Читаем От Достоевского до Бердяева. Размышления о судьбах России полностью

Фигура и гений в уровень с Ницше. Только Ницше был профессор, сочинявший «возмутительные теории» в мозгу своем, а сам мирно сидевший в мирном немецком городке и лечившийся от постоянных недугов. Немцы у себя под черепом производят всякие революции: но через порог дома никак не могут и не решаются переступить. Полиция, зная, что «немецкая синица» моря не зажжет, остается спокойною при зрелище их идейного бунта. Чем больше профессора бунтуют у себя под черепом, – тем, полиция знает, страна останется спокойнее.

Леонтьев, идейное родство которого с Ницше гораздо ближе, чем далекое и даже проблематическое родство с ним Достоевского, – был не профессор, а глубоко практическая, и притом страстно-практическая, личность… Медик, гувернер, журналист и романист, дипломат, монах и, наконец, отшельник Оптиной пустыни, – он был, как сабля наголо: он не только «переступил бы порог» своего дома, но сейчас бы и бросился в битву, закипи она на улицах. С кем в битву? С теми же кумирами, которые разбил и Ницше. За какие идеалы? За те же, каким поклонялся Ницше.

Идеал Леонтьева – эстетическая красота. Но не в книгах (Ницше), – а в самой жизни.

Леонтьев поклонился силе и красоте жизни, выразительности и мощи исторических линий, как новому «богу»… Ради него он от всего отвернулся. Сам ради этого нового «бога» он измял свою литературную деятельность и изломал свою биографию. Никто при жизни его не понимал, а по смерти его почтили… только «друзья». Но о них потом.

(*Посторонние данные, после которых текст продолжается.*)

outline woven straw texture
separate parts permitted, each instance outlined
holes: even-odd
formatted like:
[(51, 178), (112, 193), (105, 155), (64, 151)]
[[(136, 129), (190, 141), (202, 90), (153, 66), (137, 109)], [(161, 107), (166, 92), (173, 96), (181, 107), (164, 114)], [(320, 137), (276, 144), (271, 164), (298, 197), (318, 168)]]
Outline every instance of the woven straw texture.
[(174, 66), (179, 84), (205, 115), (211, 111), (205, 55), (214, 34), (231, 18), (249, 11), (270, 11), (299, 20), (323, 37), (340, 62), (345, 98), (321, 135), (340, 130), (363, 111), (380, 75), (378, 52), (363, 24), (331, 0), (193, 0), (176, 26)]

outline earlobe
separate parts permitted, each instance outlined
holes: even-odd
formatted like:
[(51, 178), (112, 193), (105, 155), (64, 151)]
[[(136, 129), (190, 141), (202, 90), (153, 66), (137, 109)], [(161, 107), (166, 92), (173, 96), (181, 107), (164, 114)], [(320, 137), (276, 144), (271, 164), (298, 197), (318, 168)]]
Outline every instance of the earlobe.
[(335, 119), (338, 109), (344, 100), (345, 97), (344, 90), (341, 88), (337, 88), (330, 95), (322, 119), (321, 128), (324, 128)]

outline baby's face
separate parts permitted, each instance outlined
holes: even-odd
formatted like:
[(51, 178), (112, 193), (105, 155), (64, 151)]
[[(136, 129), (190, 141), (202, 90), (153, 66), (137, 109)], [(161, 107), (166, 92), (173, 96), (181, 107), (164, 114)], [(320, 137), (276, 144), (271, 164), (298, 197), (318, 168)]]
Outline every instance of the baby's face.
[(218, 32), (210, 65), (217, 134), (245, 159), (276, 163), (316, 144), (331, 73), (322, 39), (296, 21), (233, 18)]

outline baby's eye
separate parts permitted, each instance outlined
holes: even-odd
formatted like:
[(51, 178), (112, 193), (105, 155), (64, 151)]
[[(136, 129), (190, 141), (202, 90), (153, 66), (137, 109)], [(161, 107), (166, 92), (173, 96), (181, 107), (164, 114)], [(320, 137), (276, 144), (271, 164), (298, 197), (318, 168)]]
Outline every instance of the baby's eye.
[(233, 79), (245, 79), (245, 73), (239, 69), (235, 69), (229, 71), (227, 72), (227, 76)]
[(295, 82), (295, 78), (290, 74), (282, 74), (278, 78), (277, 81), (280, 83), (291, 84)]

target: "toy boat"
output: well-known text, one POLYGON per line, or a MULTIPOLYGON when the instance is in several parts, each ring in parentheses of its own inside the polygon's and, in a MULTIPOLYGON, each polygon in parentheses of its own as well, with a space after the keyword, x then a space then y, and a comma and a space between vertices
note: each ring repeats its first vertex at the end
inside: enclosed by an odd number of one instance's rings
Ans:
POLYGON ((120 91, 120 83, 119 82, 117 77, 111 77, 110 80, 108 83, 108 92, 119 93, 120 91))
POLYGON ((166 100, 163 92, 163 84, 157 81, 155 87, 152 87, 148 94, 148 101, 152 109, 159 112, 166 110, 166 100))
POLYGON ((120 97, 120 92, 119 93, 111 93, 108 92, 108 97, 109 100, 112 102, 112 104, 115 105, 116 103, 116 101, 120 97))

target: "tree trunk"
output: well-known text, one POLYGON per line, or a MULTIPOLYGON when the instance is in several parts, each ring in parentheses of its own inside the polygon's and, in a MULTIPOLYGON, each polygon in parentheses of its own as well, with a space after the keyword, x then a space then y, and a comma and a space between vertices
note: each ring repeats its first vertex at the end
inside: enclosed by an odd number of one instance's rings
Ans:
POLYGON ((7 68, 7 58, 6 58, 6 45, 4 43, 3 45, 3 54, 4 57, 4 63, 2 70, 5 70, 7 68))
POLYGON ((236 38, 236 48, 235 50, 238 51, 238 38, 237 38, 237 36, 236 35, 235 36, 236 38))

Ради этого нового «бога» красоты он разорвал с современною ему «утилитарно-эгалитарною» действительностью, с этой «пиджачной» цивилизацией, с этою культурою «черных фраков и туго накрахмаленных воротничков». Он из нее бежал… в монастырь. Он бежал бы в Афины, в общество Алкивиада, Аспазии и Перикла, но как это умерло и (по его мнению) было невоскресимо, то бежал в последнее убежище эстетики наших дней – в черный монастырь с его упорным отрицанием жизни. «Мантии монахов все-таки эстетичнее вицмундира чиновника и клетчатого пиджака берлинского или питерского буржуя».

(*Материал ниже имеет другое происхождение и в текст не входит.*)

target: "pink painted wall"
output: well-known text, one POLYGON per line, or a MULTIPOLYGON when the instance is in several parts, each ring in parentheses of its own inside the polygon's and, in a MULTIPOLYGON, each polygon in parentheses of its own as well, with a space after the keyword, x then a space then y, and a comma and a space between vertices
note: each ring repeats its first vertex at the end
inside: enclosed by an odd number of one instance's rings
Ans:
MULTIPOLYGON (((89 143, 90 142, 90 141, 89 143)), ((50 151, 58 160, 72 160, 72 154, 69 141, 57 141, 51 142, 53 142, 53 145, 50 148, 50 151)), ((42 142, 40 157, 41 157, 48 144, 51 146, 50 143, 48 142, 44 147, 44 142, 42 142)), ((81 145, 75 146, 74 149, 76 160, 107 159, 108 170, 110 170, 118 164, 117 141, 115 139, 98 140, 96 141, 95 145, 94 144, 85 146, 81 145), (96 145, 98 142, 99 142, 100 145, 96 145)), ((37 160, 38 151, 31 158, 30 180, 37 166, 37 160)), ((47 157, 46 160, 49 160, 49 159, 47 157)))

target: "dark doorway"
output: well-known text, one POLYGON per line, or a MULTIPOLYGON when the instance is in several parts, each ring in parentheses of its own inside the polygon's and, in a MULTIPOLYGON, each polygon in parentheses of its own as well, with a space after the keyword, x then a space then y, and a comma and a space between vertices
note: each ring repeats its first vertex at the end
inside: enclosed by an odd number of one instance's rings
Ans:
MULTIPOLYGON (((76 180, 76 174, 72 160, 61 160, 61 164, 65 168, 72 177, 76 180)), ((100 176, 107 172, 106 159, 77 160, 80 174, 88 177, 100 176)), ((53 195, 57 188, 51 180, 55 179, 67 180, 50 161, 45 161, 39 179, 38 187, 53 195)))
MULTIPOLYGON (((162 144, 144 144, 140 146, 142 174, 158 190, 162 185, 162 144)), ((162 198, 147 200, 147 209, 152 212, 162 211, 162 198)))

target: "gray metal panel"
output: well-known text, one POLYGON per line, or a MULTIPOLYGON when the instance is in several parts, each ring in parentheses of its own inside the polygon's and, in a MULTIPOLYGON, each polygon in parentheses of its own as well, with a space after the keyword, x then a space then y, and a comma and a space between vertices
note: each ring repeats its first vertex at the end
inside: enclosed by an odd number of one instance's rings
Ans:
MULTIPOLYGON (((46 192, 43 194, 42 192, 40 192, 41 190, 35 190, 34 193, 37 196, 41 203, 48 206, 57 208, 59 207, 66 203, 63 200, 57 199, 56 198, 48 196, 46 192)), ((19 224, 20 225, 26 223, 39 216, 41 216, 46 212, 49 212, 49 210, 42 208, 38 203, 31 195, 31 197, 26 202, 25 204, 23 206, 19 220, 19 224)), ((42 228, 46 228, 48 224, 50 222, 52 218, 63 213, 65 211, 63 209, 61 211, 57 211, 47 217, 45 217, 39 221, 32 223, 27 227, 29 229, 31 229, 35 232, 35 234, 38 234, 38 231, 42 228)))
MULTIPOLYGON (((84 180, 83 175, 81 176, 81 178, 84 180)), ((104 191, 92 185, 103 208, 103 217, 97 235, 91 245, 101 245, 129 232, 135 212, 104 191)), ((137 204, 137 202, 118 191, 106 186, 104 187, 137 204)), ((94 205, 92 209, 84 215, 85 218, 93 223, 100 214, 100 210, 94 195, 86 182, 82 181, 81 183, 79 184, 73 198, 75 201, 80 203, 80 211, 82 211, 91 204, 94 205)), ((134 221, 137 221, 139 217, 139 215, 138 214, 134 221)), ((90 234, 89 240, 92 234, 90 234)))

Отрицание Леонтьева было практично, Ницше – только теоретично. Леонтьев перевел в жизнь свое отрицание, свою борьбу против текущей истории. Он, в самом деле, вышел из действительности: вот смысл его ухождения в монастырь. Ницше остался просто «германским литератором», преуспевшим по смерти до «европейского литератора»… Он очень хорошо уместился в рамках этой цивилизации, нисколько с нею не разойдясь. Отсюда и признание его, такое шумное и скорое после смерти, во всей Европе. Европа признала в Ницше «своего человека», хорошего буржуа и доброго лютеранина. Ведь «лютеране» иначе называются «протестантами», «протестующими». Ницше, как Байрон, как Руссо, как в молодости Пушкин, как всю жизнь Лермонтов, пел «демона» и протестовал против Бога и человечества; но обыватели с берегов Темзы, Шпрее и Невы добродушно хлопали по плечу Байрона, Гёте, Пушкина, Лермонтова и Ницше, зная, что «свой своему глаза не выклюнет»… – «Ну, вот; и мы все в Бога не веруем и над христианством посмеиваемся в кулак, – говорили обыватели, пропуская «маленькую» за галстух, – у нас и Штраус, и Ренан, а теперь и вы, Фридрих Ницше, украшаете словесность».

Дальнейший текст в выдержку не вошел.